In the eyes of CEO Akio Toyoda, not enough has been done to prevent his company’s new 86 from twinning with the recently revealed 2022 Subaru BRZ. As originally reported by Japanese outlet Best Car Web, Toyoda recently passed down a crystal-clear decree for Toyota engineers currently developing the project: “Aim to differentiate performance from BRZ.” At this stage in the game, even the smallest of changes on the 86 won’t occur without great difficulty. Inevitably, the debut of the new 86 will be pushed back at least a year, or more, and will certainly occur after the latest BRZ hits the streets.

The natural risk imposed from such a partnership—one in which both vehicles share the same production line—is that the the feel and form of each vehicle can blur together. Toyoda’s demand for differentiation likely caught his engineers off-guard in this final hour, but how can Toyota court sports-car buyers if the 86’s performance is identical, even on paper, to that of the BRZ? Of course, we don’t yet know the specifications of the next-gen 86, but Akio Toyoda clearly wants to set a unique standard.

2022_Subaru_BRZ_003
2022 Subaru BRZ Michael Shaffer

Most likely, Toyota will seek to distinguish the feel of its offering by tweaking suspension tuning, transmission gearing, or, perhaps, engine timing.

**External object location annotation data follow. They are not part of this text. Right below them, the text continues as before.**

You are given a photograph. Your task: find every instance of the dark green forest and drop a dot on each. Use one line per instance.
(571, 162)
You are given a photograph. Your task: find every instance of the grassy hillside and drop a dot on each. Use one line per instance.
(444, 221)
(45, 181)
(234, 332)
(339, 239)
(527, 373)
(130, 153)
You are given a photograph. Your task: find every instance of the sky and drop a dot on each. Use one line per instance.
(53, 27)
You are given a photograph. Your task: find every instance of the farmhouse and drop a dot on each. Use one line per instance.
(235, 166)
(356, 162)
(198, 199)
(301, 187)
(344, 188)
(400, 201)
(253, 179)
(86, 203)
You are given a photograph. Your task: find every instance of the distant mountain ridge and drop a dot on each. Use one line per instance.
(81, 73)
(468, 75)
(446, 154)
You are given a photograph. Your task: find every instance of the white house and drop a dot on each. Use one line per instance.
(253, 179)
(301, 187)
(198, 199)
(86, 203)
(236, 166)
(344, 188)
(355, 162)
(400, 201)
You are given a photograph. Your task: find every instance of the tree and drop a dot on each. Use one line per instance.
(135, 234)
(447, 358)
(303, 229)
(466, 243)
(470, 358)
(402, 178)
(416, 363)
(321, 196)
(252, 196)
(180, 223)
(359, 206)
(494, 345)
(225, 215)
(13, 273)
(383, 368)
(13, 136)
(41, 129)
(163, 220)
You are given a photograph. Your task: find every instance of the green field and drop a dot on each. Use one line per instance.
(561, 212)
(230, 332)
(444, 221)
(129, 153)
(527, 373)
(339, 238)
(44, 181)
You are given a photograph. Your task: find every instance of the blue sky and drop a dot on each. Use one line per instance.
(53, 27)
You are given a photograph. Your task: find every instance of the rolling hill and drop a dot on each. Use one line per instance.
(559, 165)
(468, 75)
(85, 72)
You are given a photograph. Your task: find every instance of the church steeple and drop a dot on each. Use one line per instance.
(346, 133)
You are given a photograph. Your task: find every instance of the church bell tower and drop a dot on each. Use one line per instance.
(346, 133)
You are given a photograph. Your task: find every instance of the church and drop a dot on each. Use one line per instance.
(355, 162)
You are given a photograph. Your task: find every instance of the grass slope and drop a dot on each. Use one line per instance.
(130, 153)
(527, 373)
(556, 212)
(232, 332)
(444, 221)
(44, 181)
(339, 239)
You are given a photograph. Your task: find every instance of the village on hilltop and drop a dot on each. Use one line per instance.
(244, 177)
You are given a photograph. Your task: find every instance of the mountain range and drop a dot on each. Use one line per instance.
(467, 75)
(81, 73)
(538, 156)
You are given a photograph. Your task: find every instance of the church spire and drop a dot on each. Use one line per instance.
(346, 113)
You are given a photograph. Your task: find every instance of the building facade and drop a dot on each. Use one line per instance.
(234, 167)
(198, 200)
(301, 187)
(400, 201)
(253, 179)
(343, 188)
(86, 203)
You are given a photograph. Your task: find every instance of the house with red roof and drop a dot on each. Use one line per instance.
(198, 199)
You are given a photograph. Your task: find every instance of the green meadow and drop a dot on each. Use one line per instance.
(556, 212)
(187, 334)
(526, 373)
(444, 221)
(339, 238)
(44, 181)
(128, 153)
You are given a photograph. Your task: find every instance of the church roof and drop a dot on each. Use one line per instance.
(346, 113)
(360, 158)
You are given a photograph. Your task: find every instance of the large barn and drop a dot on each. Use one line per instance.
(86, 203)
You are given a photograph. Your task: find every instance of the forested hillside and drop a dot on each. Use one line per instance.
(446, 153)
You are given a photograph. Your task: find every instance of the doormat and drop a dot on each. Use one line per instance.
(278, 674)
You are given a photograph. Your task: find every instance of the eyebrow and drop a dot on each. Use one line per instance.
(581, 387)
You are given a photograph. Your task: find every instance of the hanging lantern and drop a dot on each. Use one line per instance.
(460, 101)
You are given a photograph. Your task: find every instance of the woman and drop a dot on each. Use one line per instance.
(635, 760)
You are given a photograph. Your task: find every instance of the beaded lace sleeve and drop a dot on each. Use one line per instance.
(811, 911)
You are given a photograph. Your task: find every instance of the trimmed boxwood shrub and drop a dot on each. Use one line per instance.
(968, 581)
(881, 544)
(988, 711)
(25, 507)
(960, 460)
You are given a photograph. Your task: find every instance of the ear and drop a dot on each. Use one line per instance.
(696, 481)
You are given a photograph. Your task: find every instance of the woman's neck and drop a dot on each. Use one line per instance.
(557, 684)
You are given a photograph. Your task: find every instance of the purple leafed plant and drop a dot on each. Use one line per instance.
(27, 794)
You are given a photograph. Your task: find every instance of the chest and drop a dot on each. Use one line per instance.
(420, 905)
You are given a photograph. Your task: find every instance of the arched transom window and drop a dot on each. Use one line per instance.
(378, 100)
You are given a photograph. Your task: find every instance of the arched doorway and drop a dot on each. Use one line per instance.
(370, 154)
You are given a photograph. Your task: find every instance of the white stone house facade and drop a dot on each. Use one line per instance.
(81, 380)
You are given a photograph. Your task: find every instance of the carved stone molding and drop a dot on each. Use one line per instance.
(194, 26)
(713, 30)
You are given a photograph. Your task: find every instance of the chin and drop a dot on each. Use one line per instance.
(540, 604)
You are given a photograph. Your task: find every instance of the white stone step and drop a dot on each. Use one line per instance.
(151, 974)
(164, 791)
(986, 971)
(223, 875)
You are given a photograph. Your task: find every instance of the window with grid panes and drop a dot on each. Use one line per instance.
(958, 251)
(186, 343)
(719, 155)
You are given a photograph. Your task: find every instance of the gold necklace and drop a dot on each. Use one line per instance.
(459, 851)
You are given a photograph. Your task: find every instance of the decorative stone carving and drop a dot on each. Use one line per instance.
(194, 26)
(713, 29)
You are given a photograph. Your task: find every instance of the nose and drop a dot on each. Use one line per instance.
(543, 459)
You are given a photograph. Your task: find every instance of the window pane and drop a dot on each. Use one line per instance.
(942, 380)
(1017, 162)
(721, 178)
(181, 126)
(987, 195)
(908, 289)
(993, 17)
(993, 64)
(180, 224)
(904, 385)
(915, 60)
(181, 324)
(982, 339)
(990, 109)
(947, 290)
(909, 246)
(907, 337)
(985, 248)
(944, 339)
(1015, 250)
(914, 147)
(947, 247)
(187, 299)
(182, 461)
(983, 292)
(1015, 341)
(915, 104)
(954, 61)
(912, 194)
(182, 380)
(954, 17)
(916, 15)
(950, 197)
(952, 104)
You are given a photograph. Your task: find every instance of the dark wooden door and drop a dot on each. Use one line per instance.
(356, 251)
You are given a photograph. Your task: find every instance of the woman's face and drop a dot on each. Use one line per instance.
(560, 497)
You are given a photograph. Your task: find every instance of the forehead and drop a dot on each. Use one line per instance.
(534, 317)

Exactly how its engineers will tinker with the FA24 2.4-liter boxer four to achieve that feat on short notice remains unanswerable, for now.

Does Toyoda’s last-minute memo indicate that many in the brand’s upper echelons crave a signature charisma in their performance-based offerings? Perhaps the change in tune is merely reactionary in nature, a backlash against critiques of the recent BMW Supra. Whatever the motivation, Toyoda’s attention to detail bodes well for driving enthusiasts.